Desde lejos, a destiempo, vengo a despedirte maestro querido, “hermano de la luz del alba”.
Con la tinta ensombrecida por el dolor irrestañable, pero también, con la alegre tinta del dolor triunfante.
El Señor de la Historia te brindó una merecida, rilkeana, muerte propia, a ti, el amante no correspondido de la Argentina (…)
Has muerto saludado por las salvas de los fuegos antiaéreos y de los misiles, levantados hasta el cielo por los atletas de la juventud heroica que a esa hora morían en Malvinas, en el campo de la batalla atlantica (…)
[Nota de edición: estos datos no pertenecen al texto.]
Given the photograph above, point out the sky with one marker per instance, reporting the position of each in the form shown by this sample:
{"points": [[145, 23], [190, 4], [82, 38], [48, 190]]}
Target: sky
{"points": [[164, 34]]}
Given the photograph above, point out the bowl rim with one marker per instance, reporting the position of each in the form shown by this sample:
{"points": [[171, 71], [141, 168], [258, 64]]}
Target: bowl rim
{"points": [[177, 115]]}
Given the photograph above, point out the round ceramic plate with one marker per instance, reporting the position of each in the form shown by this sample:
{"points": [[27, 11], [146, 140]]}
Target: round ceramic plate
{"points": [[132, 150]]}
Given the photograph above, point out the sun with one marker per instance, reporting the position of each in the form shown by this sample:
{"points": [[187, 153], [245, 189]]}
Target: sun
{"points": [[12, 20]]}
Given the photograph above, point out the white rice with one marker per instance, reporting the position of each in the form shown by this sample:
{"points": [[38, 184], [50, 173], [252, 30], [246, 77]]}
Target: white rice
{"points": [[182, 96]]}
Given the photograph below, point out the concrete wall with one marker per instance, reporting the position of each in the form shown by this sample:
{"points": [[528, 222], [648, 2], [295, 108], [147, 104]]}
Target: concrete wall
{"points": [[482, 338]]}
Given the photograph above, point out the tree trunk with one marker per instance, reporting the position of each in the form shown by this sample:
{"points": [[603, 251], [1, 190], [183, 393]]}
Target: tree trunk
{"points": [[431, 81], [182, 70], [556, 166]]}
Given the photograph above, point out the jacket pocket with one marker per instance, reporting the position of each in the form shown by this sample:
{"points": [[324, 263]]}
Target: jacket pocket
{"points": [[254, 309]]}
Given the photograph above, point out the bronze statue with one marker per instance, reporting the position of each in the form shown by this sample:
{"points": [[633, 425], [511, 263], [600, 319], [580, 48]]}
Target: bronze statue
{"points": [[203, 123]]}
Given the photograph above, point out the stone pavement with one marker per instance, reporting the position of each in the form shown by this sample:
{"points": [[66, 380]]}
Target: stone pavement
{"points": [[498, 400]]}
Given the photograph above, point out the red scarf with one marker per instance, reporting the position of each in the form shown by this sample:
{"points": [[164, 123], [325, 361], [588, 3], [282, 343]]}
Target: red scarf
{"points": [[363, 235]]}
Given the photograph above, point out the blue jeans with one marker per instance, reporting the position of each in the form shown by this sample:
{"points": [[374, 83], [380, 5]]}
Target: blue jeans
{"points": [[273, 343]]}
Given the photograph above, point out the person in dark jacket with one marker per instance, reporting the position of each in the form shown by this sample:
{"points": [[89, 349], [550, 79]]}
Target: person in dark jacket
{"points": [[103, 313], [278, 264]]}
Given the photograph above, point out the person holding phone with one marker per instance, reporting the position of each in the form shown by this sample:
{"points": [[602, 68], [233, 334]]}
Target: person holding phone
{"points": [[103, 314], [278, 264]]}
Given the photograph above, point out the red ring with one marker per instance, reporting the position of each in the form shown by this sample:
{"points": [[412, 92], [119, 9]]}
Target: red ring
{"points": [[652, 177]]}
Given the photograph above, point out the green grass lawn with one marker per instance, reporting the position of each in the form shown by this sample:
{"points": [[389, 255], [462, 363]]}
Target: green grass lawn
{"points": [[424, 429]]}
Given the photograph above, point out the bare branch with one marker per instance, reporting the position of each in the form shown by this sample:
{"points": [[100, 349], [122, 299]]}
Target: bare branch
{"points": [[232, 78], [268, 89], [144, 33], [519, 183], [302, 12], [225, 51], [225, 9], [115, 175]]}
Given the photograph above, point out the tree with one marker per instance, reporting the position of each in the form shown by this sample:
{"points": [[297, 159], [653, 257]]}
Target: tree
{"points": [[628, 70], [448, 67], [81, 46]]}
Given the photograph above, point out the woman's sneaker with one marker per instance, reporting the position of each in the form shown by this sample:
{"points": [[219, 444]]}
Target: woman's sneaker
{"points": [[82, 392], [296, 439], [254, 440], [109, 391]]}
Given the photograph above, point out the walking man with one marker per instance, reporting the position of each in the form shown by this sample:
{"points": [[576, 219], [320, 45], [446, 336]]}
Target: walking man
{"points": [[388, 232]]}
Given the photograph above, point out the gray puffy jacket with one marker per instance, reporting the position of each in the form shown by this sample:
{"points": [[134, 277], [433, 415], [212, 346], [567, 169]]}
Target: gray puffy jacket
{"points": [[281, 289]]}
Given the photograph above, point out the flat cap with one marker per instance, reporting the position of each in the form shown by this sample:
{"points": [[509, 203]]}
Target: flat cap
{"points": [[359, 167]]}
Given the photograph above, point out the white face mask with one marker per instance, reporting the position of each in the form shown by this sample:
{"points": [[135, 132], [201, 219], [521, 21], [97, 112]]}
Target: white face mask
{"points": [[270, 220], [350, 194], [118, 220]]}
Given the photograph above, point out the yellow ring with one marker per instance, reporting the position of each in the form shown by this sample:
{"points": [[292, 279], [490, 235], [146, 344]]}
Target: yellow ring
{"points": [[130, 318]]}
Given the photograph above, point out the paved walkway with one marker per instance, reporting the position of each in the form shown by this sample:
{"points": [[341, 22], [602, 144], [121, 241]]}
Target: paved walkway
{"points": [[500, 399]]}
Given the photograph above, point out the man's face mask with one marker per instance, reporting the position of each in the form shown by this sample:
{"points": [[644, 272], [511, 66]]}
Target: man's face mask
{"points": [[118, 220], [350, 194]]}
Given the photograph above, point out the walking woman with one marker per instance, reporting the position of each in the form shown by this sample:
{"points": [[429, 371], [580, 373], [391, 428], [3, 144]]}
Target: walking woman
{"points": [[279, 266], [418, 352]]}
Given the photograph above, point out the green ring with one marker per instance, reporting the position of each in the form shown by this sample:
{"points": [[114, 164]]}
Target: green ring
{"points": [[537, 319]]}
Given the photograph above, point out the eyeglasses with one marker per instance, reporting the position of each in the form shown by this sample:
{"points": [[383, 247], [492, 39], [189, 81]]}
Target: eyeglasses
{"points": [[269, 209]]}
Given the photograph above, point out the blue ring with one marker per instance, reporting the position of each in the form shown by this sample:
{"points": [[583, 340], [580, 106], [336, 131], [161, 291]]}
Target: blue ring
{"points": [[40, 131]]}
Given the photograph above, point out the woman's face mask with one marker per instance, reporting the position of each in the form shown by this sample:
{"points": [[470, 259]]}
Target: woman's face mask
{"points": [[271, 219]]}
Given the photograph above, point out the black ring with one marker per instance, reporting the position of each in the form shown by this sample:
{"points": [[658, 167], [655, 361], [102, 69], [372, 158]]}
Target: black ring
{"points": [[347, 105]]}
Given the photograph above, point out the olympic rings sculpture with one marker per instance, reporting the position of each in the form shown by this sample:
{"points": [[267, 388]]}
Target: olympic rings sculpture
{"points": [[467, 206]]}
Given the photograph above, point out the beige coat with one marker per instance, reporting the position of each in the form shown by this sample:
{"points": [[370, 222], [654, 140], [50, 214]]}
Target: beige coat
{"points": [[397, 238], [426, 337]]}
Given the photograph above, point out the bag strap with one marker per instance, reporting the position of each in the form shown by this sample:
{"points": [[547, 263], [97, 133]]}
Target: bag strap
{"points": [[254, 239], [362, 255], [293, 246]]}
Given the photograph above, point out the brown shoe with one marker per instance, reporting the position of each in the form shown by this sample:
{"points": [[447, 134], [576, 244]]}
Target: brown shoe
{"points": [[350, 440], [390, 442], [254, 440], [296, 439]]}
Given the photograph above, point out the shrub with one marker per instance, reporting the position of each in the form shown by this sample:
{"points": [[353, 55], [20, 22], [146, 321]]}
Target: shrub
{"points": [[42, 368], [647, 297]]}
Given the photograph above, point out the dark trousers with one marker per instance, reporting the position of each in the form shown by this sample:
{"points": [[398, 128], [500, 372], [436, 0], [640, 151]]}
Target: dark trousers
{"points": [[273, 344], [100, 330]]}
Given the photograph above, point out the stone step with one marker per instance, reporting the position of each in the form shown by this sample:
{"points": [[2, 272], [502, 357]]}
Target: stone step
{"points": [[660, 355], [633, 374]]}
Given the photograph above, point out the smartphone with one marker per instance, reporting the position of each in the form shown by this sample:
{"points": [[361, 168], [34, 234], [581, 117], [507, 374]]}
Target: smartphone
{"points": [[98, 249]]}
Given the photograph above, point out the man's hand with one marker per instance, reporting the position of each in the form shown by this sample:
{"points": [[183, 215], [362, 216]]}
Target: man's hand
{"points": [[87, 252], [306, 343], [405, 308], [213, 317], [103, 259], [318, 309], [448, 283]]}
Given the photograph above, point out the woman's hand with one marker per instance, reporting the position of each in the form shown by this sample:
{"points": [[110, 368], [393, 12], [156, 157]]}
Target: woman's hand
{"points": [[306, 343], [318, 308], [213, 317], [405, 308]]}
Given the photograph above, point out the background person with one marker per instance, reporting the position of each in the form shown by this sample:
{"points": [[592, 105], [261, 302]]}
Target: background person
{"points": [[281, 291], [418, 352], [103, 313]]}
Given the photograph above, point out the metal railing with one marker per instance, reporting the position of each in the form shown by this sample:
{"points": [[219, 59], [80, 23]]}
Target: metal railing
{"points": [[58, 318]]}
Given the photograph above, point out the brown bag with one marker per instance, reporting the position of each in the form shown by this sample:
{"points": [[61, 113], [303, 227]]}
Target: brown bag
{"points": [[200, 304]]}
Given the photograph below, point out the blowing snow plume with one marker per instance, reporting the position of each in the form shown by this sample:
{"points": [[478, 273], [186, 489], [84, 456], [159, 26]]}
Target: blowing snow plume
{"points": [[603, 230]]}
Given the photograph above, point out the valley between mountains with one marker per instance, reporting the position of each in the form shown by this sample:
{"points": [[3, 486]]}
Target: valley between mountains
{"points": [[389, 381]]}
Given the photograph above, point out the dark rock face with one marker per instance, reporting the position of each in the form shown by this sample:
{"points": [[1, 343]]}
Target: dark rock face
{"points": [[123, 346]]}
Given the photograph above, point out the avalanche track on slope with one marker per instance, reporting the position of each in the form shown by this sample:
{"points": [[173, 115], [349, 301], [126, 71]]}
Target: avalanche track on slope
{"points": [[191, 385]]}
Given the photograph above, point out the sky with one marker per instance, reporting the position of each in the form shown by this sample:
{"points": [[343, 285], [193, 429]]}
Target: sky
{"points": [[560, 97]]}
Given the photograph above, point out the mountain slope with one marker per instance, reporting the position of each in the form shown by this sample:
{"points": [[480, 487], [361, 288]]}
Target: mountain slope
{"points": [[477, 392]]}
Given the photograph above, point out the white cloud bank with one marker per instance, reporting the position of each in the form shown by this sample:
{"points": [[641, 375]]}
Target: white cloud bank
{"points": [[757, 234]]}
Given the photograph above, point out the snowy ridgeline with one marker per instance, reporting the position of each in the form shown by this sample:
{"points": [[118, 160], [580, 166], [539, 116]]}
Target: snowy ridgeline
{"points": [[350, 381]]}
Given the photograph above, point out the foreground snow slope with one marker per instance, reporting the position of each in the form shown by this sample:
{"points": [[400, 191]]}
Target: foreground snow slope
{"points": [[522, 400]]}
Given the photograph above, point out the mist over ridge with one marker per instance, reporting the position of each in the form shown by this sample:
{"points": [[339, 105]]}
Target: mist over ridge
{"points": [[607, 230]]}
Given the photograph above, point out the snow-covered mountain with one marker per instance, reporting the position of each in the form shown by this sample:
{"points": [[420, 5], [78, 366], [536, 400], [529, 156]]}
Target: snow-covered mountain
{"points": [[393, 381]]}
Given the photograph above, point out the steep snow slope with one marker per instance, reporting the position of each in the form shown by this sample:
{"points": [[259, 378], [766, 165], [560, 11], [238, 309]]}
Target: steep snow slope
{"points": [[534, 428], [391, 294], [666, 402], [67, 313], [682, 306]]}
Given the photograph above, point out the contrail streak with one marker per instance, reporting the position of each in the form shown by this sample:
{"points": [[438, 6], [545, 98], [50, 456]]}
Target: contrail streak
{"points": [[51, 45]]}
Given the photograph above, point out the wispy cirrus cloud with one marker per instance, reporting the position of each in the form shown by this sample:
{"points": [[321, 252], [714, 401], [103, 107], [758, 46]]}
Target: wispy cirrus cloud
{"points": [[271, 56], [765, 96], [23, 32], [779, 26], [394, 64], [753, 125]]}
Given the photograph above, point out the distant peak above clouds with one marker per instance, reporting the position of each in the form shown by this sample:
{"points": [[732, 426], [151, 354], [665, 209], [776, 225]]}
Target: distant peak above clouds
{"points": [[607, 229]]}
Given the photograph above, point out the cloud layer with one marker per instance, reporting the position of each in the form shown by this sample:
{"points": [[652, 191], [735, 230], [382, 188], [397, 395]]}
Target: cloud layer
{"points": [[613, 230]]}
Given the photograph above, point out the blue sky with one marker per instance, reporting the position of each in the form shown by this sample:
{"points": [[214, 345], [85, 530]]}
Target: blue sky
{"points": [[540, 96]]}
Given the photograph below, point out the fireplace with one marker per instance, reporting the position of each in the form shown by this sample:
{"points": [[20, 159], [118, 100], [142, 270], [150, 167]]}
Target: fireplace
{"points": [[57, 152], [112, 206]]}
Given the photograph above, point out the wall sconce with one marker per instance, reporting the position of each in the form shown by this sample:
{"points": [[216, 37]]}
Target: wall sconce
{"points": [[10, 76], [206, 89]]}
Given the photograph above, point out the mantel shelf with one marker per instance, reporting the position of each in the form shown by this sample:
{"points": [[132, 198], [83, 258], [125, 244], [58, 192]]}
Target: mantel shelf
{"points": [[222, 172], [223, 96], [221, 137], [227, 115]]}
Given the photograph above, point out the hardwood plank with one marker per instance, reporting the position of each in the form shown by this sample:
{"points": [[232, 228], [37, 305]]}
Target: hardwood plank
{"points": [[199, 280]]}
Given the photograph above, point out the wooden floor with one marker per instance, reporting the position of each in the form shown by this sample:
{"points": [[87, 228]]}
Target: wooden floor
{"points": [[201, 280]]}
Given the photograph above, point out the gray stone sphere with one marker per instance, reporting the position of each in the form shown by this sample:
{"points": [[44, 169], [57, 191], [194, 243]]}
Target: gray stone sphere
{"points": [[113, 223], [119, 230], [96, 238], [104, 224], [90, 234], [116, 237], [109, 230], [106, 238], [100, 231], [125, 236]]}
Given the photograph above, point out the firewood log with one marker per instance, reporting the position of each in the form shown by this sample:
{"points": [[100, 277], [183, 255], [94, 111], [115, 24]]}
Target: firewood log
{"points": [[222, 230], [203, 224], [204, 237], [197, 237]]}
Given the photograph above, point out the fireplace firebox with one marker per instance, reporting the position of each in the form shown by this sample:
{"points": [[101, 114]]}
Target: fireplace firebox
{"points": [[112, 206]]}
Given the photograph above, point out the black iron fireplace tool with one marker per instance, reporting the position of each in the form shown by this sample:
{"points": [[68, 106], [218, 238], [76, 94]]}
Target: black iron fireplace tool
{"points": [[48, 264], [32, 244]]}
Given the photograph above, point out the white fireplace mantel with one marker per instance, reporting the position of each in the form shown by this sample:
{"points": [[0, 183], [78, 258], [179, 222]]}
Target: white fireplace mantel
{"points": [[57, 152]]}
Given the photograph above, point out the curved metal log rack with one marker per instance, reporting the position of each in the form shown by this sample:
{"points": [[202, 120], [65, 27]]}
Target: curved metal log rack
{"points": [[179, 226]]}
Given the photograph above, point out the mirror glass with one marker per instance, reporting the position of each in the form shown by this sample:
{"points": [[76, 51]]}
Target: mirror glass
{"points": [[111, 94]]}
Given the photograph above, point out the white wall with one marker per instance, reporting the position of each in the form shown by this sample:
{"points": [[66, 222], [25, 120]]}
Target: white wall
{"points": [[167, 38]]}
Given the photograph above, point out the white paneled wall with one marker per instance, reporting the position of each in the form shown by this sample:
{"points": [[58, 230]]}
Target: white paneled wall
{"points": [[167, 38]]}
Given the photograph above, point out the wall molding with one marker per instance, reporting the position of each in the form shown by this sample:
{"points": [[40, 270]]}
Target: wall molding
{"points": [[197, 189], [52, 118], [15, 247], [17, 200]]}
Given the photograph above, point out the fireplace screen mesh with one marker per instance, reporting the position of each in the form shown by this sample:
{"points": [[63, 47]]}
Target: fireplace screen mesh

Dios te dotó, de modo impar, del eje diamantino del patriotismo, invulnerable al desaliento, inaccesible al pesimismo.
Por que disponías de una fe absoluta, sin beneficio de inventario, en el destino de la grandeza patria. Por que en ti alentaba, como en nadie, la esperanza contra toda esperanza, aunada con la caridad generosa para con los connacionales extraviados en las penumbras del ciclo agonizante (…)
Se que tus facetas eran múltiples: filósofo político, historiador revisionista, crítico literario, militante nacionalista, ensayista de temas universales.
Que tenías una inteligencia profunda, laboriosamente cultivada al estilo clásico, del humanista sereno que con lucidez develaba la realidad escondida a los profanos. Que contabas con una voluntad acerada, entusiasta, coherentemente asociada a tu mentalidad –espejo esplendido de tu celebre idea de la “Voluntad Esclarecida”, colocada sin desmayos al servicio del Bien Común. Que aliabas tu pensamiento y tu volición al sentimiento hondo, entrañable, de la amistad dispensada con nobleza, al exquisito sentido del honor y al gesto señorial, que de casta te venía.
Que todos esos meritos reunidos arrojaban el saldo lógico del hombre ejemplar, del maestro singular, de quien renunció por anticipado a los honores fáciles de la vida vana, para quedarse a la intemperie de los fastos oficiales y así mejor velar por su amada patria.